Himself was parked up, not far away, waiting to hear from me and then was just going to whip around to where I was, whisk me into the car like a knight in shining armour and away we would go on the trusty steed. 

Three quarters of an hour later we finally found each other, both in filthy moods, (we certainly won’t go into that little lot) and he was parked in a “No Standing” zone so I had to run (I’ve told you before I don’t do running), run I said, dragging the bag which he grabbed, threw into the boot while I scrambled - with my wound - into the front and we sailed away into the sunset to live happily ever after.

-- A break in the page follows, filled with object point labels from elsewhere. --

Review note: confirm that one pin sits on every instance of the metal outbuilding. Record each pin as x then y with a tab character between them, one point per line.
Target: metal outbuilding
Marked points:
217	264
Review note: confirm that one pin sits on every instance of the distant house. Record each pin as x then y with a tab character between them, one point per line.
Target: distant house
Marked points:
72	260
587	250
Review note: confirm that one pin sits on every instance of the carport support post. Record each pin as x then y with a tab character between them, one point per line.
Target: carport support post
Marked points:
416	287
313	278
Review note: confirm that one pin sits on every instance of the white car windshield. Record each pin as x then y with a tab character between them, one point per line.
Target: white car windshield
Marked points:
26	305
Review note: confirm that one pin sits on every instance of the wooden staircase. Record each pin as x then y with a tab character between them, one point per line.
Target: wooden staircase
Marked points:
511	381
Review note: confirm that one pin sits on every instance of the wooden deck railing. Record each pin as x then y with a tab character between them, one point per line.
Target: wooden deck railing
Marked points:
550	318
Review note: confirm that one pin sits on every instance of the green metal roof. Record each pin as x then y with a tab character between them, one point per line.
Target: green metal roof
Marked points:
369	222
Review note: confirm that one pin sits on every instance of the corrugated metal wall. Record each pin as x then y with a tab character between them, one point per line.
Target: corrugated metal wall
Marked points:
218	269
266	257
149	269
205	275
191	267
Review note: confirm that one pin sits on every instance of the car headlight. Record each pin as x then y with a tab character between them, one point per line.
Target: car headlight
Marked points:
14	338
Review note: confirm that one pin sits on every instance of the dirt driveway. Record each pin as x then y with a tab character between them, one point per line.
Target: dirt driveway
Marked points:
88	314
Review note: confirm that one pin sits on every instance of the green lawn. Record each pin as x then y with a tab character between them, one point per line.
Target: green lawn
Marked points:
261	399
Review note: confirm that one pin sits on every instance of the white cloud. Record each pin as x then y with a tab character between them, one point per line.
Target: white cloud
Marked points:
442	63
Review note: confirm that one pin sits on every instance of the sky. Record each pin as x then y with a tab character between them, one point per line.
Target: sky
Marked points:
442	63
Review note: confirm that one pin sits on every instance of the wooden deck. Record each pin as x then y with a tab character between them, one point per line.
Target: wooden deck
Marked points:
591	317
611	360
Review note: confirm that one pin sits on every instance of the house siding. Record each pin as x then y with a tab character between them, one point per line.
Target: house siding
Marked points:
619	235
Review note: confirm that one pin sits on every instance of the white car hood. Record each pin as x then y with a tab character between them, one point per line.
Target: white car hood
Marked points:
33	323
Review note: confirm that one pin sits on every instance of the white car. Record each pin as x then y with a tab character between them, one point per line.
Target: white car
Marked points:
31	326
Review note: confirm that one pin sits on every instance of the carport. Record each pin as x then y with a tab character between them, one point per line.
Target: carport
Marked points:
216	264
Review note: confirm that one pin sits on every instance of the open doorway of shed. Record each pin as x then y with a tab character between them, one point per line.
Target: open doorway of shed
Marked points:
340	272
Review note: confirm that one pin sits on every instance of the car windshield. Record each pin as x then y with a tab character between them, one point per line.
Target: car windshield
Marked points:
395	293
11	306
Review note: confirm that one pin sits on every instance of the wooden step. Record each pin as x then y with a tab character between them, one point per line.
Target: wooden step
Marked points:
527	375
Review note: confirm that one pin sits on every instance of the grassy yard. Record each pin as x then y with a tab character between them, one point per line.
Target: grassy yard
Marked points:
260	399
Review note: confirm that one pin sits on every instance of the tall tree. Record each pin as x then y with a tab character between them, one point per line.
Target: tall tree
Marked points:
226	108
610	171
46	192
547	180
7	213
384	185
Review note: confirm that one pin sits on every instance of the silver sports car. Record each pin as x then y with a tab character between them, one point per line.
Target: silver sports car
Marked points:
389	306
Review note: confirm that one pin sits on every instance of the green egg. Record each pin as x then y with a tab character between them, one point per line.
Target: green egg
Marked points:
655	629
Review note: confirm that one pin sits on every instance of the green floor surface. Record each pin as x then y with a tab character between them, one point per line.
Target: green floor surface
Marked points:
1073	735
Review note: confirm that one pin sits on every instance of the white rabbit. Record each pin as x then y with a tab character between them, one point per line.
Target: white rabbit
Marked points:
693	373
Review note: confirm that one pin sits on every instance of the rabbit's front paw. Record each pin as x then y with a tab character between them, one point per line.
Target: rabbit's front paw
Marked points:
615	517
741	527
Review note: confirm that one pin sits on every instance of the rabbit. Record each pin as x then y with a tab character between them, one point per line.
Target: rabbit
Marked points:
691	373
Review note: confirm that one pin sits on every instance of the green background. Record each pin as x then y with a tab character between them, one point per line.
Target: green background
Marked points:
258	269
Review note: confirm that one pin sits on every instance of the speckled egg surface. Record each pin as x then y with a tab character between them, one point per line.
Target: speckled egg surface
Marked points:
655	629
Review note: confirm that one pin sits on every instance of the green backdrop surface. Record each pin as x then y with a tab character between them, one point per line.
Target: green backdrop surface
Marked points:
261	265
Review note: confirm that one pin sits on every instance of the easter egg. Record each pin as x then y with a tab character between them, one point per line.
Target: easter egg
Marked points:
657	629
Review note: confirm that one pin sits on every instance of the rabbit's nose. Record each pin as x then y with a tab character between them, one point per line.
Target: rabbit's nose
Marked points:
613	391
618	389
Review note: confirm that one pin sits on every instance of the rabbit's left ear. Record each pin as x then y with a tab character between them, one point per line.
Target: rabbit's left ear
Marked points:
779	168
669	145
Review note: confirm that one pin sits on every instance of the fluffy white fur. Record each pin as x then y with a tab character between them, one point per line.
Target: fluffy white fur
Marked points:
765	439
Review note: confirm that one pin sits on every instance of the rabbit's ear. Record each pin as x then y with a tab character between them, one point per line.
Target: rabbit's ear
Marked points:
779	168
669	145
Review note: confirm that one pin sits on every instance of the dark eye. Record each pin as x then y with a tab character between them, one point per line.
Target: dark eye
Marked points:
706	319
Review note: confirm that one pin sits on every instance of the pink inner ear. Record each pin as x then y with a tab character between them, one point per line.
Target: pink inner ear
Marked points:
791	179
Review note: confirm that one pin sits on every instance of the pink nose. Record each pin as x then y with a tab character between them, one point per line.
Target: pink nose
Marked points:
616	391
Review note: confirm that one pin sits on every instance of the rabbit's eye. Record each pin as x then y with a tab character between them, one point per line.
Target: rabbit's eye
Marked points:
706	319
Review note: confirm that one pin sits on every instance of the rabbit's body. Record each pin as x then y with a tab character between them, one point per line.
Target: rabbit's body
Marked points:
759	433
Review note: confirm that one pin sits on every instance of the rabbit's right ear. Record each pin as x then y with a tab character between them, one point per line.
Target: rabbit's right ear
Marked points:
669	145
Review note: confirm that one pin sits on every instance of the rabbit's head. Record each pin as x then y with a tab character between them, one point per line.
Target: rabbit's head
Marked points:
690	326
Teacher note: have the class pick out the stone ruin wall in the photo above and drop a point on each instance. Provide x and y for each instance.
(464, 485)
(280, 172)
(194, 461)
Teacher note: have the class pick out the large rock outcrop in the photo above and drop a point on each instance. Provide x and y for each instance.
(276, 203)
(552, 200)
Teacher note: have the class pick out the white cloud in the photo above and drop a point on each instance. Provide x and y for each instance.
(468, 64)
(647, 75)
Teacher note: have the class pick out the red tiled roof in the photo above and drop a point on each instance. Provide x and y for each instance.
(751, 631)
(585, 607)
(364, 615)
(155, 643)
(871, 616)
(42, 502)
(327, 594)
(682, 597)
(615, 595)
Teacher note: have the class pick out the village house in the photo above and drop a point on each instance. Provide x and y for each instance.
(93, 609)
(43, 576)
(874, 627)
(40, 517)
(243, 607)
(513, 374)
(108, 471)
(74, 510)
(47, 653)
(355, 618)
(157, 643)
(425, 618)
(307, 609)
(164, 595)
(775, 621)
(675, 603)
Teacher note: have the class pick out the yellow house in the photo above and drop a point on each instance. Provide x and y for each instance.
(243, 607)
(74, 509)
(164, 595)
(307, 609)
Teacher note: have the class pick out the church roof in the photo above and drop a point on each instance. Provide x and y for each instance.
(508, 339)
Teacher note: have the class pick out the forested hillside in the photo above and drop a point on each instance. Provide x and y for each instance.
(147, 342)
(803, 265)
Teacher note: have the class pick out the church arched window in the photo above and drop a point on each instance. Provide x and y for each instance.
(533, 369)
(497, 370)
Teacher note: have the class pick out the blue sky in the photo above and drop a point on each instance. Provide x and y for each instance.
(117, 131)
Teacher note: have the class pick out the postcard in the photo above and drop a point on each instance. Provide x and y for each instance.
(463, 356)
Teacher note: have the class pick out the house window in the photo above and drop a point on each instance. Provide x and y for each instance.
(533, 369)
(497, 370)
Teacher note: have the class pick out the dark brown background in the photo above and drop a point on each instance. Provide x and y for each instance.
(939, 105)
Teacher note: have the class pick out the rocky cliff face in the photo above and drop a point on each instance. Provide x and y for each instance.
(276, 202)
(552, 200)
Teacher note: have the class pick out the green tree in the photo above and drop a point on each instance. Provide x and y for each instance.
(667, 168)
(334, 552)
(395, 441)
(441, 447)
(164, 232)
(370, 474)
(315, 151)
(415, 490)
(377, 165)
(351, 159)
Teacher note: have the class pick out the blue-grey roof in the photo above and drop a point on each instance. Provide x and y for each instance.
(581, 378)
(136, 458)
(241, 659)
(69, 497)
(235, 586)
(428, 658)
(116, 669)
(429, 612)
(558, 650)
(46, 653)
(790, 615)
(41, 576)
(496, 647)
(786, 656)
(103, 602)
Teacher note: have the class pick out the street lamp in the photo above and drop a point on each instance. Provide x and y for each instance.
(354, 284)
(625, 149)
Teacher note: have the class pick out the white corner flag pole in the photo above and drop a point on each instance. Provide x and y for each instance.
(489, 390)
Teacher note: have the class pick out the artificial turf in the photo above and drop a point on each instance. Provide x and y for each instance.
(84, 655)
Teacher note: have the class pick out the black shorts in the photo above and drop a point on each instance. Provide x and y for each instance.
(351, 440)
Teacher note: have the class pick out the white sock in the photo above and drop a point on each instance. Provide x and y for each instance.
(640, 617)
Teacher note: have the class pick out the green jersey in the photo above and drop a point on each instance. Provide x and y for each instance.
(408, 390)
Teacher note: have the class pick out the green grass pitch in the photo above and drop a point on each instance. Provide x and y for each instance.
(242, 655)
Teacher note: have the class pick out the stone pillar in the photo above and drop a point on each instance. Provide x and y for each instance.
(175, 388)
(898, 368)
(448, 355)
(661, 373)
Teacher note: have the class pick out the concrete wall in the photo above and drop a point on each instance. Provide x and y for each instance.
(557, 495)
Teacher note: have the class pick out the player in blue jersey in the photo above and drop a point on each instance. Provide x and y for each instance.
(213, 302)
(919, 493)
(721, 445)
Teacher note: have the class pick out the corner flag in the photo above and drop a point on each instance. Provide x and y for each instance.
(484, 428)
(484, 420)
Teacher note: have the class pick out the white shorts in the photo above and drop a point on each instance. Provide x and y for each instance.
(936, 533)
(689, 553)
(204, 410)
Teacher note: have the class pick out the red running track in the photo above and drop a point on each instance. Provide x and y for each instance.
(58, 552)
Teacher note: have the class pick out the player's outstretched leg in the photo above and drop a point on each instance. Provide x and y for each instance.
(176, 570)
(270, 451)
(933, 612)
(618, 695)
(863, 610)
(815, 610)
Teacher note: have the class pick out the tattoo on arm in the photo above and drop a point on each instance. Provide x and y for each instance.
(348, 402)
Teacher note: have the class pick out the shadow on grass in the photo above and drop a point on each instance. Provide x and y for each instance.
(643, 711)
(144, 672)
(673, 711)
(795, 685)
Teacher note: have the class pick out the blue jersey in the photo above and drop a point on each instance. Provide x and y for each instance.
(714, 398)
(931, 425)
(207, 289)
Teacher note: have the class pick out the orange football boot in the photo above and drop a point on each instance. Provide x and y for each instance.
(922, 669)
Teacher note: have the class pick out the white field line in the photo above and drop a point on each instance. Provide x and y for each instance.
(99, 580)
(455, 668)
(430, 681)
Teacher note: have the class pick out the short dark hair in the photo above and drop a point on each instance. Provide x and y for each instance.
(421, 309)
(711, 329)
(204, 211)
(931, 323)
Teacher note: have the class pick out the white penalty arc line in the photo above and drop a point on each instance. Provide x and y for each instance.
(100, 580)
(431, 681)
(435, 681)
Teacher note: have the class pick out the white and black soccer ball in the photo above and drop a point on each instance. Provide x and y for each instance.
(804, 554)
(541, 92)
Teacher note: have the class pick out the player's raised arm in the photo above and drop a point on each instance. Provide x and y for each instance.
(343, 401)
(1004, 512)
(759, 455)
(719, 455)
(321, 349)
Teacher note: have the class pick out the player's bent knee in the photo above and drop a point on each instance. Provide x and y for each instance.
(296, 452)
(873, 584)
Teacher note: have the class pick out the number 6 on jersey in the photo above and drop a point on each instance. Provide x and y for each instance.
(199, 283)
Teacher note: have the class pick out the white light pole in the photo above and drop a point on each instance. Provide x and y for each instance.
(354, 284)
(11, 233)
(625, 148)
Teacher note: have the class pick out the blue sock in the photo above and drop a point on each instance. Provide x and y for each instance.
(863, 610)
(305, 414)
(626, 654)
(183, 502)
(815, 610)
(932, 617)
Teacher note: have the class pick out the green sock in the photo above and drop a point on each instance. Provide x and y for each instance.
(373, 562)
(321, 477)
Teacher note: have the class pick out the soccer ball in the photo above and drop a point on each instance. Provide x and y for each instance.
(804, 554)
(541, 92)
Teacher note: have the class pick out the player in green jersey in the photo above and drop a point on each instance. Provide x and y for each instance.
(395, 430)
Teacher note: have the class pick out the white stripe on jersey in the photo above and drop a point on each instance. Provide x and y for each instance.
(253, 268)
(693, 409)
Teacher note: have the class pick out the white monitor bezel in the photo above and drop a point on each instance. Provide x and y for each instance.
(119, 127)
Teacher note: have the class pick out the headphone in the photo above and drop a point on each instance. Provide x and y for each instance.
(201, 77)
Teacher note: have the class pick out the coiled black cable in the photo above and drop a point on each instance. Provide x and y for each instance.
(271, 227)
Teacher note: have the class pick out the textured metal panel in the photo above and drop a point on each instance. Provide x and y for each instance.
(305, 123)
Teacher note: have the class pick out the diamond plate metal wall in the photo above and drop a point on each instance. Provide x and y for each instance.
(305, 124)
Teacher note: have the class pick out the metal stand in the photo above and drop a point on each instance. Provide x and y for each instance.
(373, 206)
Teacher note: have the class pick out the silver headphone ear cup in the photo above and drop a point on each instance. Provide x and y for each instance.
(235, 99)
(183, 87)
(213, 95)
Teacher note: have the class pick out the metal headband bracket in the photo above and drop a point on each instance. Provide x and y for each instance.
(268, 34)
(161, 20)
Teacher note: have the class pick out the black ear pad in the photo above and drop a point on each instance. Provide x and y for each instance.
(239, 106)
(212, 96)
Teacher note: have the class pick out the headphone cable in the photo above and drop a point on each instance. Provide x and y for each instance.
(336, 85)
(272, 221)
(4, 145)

Well, there were a few hurdles before that.  First of all it was still a three-hour drive home but at least the car was more comfortable than Jo’s ute and the train.  We had lunch and the moods settled down.  It was good to get home.

I had to see my doctor after the Adelaide doctor had had the lab report forwarded to her and it was found that he hadn’t gouged enough out of the bum for the lab to be happy.  It was identified as a melanoma and there was not enough clearance around and underneath it.  Bugger. 

A surgeon was consulted and to cut a long story short, he operated in day surgery at the hospital, taking more flesh from around where the thing had been and tidying up the wool pack stitches.  He is an artist and I now just have this lovely thin line to replace the other.  It is still twelve centimetres long. 

Speaking to the surgeon at the check up which I had to have I said that it was a strange place to have something caused by the sun.  I mean, there had been some ribald remarks and ha ha’s from people who knew about the incident.  “What were we doing out there in the bush, wink, wink?”  I said “What happens in the bush stays in the bush.”  They all want to come out and live here.

The surgeon confirmed that the sun causes these things but that they can pop up anywhere, in the anus (heaven forbid), on the eyeball (ugh), underneath the feet, in between the toes.  I now have to be checked over every six months instead of never before and I would urge you all to do the same, at least every twelve months.  It is worth it.  Things could have been very ugly.